The sound of the ice these past two days has been different. I’d gotten used to what it sounds like when we’re moving through pancake ice (someone swirling water around a tub) and pack ice (heavy rain shower on the roof), but some time early yesterday morning I popped out of my coding reverie and thought “Hmm, that’s new…” The sound was that of car tires slipping on snow, and the accompanying gentle ricochets as it rebounded off grooves in the road cut by other vehicles.
We were…. we were breaking ice. Whoosh – I was five flights up, camera in hand faster than you could um, recite the preamble to the Constitution.
So here’s the thing: those inscrutable letters at the front of the ship’s name – the RV/IB Nathaniel B. Palmer – stand for “Research Vessel/Ice Breaker”. While we’ve been doing a lot of research these past couple of weeks, we haven’t been doing a lot of ice breaking. None, in fact. In spite of appearances, we’ve just been “pushing ice”, shoving our way through loose pack ice and pancake.
Now, though? Heading south in the lee of the Shetlands toward the Wedell Sea, we’d finally encountered real ice that needed a bit of oomph breaking.
It was full dark on the bridge when I got there, with Chief Mate Chris at the helm.
“We’re breaking ice?”
“We’re breaking ice.” I couldn’t see his face, but I could tell from his voice that he was grinning.
Breaking ice isn’t particularly good for doing science – it takes much longer to get anywhere, and we need open water to drop CTDs and pull nets. But it seems to be a challenge the mates enjoy. In the ice, Chris tells me, you can’t just push your way through: the ice is always telling you where to go, and you have to learn to listen.
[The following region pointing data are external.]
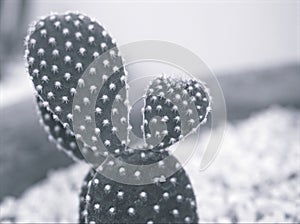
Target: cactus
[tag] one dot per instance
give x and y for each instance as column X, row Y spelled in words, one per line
column 170, row 201
column 59, row 50
column 182, row 106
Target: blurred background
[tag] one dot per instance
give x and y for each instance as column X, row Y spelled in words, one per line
column 253, row 49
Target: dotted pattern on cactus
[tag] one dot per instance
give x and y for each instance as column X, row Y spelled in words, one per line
column 170, row 201
column 59, row 50
column 173, row 109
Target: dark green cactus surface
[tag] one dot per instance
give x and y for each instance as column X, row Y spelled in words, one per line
column 59, row 50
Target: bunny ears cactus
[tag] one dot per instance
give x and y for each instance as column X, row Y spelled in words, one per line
column 60, row 49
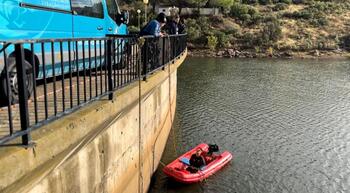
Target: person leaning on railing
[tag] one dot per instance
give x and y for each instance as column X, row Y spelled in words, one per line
column 174, row 25
column 154, row 26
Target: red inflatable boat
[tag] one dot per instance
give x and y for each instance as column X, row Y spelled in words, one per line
column 178, row 168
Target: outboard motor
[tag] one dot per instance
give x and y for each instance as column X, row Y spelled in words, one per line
column 212, row 148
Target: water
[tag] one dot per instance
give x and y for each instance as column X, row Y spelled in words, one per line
column 287, row 122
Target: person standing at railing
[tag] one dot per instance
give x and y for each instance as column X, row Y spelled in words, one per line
column 154, row 26
column 171, row 26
I watched as he backed us up a little then, sweeping the spotlight through the darkness, looking for leads or cracks in the sheet that our push opened up. There – about 20 degrees to port. Engines forward and we picked up speed, 15 million pounds of diesel and steel bouncing off the sides of the channel we’d cut. Our bow hit the crack on center and split it wide open, a dark gash in the icescape, beckoning us to follow where it led. It was a good opening – we probably made it another quarter mile before we settled in a jumble of mixed-year ice that sucked away our momentum. Chris backed us up, and swept the spotlight looking for the next lead, and pressed forward again. The ice, he said, isn’t something you force yourself through – it’s a puzzle, asking to be solved.
I watched for probably a half hour (yeah, I was on shift, but it was slow downstairs) before I realized there were stars out, and excused myself to the deck behind the bridge. The sky was alive with unfamiliar constellations – all I could pick out was the Southern Cross high overhead and Orion doing a handstand on the horizon. The moon? Oh, I’d just missed the moon, Chris told me – was beautiful earlier, but now there was just a faint glow behind the clouds to the west. It was still breaktaking. And to the east, just a faintest glow of orange on the horizon; oh yes, this was going to be a good one.
By the time the sun did come up, word had spread and it was practically a party out on the bow. To the east we had sea ice and a sky on fire; to the west, the evocatively-named (not!) Clarence Island, rising well over a mile out of the sea in windswept majesty.
Yes, we all had work to do, but this was special – even the old-timers were out snapping pictures. And when first light hit the island it came alive in watercolor streaks for which pictures can do no justice. Yeah, today may be rough, but yesterday? Totally worth it.